Alpine SkiingSkiing is a way of traveling over snow, using skis strapped to the feet.
Alpine skiing is the sport of sliding down snow-covered hills on skis with fixed-heel bindings. It is also commonly known as downhill skiing, although that also incorporates different styles. Alpine skiing can be contrasted with skiing using free-heel bindings; ski mountaineering and nordic skiing – such as cross-country; ski jumping; and Telemark. Alpine skiing is popular wherever the combination of snow, mountain slopes, and a sufficient tourist infrastructure can be built up, including parts of Europe, North America, Australia and New Zealand, the South American Andes, and East Asia.

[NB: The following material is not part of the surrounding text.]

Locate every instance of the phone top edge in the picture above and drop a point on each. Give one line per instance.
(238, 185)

Alpine skiing began as a club sport 1861 at Kiandra in Australia and a number of similar clubs in North America and the Swiss Alps. Today, most alpine skiing occurs at a ski resort with ski lifts that transport skiers up the mountain. The snow is groomed, avalanches are controlled and trees are cut to create trails. Many resorts also include snow making equipment to provide skiing when the weather would otherwise not allow it. Alternatively, alpine skiers may pursue the sport in less controlled environments; this practice is variously referred to as ski touring, backcountry skiing, or extreme skiing.

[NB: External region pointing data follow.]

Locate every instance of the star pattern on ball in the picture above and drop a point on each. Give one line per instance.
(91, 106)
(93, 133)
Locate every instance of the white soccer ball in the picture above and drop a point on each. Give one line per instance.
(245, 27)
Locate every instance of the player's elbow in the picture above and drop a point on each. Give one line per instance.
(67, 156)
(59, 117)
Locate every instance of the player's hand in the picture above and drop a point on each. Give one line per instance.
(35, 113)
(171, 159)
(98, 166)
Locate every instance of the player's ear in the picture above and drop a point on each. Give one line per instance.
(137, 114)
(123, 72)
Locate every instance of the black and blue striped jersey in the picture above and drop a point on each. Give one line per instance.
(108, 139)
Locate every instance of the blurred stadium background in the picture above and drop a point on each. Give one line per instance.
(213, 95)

In competitive alpine skiing races four disciplines exist: slalom, giant slalom, super giant slalom, and downhill. Slalom ski races have courses that require short tight turns, whereas giant-slalom races have courses which are set with more widely spaced turns. Super-giant slalom and downhill have few turns, the courses have gates spaced widely apart and skiers often reach 100 km/h.